Albinism in Popular Culture - Notable Albino Animals

Notable Albino Animals

An albino humpback whale called Migaloo (Australian Aboriginal for "White Lad") travels the east coast of Australia, and has become famous in the local media. Bristol Zoo was the home to a very rare albino African penguin named Snowdrop, who was hatched at the zoo in October 2002 and died in August 2004. For many years, a unique albino gorilla named Floquet de Neu in Catalan and Copito de Nieve in Spanish (both meaning "Snowflake"), was the most famous resident of the Parc Zoològic de Barcelona. In 2009 a pink albino bottlenose dolphin, nicknamed Pinky, was sighted several times in an inland lake in the United States, and footage of it has become popular on Internet video sites. There is also an albino crocodile in Jungle Island theme park in Miami, Fl.

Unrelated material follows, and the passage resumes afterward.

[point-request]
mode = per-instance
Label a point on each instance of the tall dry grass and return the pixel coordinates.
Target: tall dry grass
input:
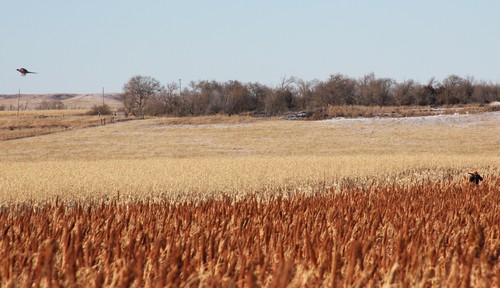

Perhaps the most significant albino animal in history was Mocha Dick, a sperm whale of the early 19th century that lived mostly near the island of Mocha, off Chile's southern Pacific coast, several decades before Herman Melville fictionalized him in the 1851 novel Moby-Dick. The real whale was renowned for being docile until attacked whereupon he became ferocious and capable of disabling smaller vessels. This made him widely feared among whaler crews, though also a target for adventurous captains, who engaged him in possibly as many as hundred or more sea battles before he was eventually killed.